Özellikle muhalif partiler ve milletvekilleri için söz almak ve makul süre kullanmak artık çok zor. Bu değişiklikler kabul edilirse Mecliste söz aslanın ağzında olacak.
Malum; 12 Eylül 1980 darbe rejiminden miras bir milletvekili yeminimiz var. Şimdi, bu saçma sapan yemine sırtımızı dayayıp yüz binlerin oyunu alan ve bu ülkenin vazgeçilmez renklerinden olan insanları kapının önüne koymanın tüzüğünü hazırlıyoruz. Ama nedense iktidar ikilisinin aklına o yemini değiştirip düzgün bir hale getirmek gelmiyor.
Mevcut haliyle bu yeminin Türkiye’nin birliği ve bütünlüğünü sağlamadığını; Osmanlı’dan miras kimlik, inanç, kültür, bölge, mezhep zenginliğini demokratik, adil, eşitlikçi bir ruh ve ifadeyle kucaklamadığını bilmeyen mi var?
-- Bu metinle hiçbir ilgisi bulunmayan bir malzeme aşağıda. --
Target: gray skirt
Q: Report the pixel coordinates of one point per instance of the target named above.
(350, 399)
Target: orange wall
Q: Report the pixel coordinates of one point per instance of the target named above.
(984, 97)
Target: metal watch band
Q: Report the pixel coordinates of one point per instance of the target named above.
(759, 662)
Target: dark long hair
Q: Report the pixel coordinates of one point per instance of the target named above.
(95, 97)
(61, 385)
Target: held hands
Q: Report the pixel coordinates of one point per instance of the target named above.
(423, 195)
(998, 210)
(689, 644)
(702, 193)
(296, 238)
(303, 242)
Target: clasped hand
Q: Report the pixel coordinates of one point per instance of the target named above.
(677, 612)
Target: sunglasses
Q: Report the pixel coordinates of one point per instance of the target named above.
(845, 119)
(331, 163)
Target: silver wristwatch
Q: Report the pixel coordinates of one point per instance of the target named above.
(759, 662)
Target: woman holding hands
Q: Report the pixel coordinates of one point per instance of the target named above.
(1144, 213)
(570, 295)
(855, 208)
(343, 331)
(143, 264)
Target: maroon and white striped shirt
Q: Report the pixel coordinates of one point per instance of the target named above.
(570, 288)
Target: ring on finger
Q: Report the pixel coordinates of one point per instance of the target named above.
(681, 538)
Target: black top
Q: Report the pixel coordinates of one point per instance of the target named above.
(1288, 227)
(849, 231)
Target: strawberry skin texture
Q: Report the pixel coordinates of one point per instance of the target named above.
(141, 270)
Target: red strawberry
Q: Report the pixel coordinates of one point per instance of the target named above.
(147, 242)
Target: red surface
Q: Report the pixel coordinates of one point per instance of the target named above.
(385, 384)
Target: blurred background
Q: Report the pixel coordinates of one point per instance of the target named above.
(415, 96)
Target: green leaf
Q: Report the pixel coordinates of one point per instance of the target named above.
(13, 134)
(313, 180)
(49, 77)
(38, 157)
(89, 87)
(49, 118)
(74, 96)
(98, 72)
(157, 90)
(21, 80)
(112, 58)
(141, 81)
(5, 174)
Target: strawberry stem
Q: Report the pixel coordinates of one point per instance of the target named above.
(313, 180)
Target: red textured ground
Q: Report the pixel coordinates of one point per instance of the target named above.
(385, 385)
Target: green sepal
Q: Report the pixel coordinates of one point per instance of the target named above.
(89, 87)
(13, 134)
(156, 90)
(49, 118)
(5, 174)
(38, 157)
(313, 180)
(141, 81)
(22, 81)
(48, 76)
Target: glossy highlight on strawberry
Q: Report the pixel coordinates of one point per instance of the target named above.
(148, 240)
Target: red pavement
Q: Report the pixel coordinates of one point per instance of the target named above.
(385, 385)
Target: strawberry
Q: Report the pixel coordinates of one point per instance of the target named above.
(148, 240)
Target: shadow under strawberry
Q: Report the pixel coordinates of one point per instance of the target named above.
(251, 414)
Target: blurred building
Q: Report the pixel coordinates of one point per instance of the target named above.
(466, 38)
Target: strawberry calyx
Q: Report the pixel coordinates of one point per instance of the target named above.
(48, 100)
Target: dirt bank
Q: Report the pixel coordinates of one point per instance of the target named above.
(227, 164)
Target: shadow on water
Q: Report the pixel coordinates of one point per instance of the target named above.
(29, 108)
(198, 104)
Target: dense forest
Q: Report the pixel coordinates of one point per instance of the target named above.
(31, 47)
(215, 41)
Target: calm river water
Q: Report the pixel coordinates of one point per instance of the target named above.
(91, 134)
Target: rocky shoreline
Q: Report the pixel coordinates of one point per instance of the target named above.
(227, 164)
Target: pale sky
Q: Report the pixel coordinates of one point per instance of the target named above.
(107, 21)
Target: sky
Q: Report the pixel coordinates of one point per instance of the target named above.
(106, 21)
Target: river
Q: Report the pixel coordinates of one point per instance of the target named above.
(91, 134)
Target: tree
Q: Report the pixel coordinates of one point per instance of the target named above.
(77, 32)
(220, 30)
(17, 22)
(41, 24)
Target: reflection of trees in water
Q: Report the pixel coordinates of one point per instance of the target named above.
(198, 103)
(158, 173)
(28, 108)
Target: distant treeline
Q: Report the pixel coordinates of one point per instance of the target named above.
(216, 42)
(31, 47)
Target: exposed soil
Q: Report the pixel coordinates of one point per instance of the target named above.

Böyle bir yemin için mi, “insanlar ölmesin ve ülke paramparça olmadan barış ve eşitlik içinde çözüm bulunsun” diye didinen Leyla Zana gibi insanların milletvekilliğine son verilecek?
Başka hususlar da var. Meclise devamsızlık, bazı tartışmalı etkinliklere katılmak vb... Sorumlusu kim olursa olsun, Türkiye’nin henüz çözmeyi başaramadığı Kürt sorunu gibi, yıllar boyu ağır can ve mal kaybına yol açan büyük bir meselenin, hattâ devasa bir bölge sorunu haline gelmiş bu konunun, Meclisin bu yeni içtüzük maddeleri içinde çözüme kavuşacağını sanmak nasıl bir şey, anlayabilmiş değilim.
Halbuki AK Parti, şimdiye kadar hemen hiçbir partinin cesaret edemediği, siyasal tarihimizin gördüğü en ciddi ve önemli barış ve çözüm adımlarını atmış olan bir partiydi. Bugün bir tıkanma yaşanıyor olsa bile, konuyu getirip ıvır zıvır içtüzük maddelerinin içine gömmeye çalışmanın akıl ve izanla ilgisi olmadığının görülmesi gerekiyor.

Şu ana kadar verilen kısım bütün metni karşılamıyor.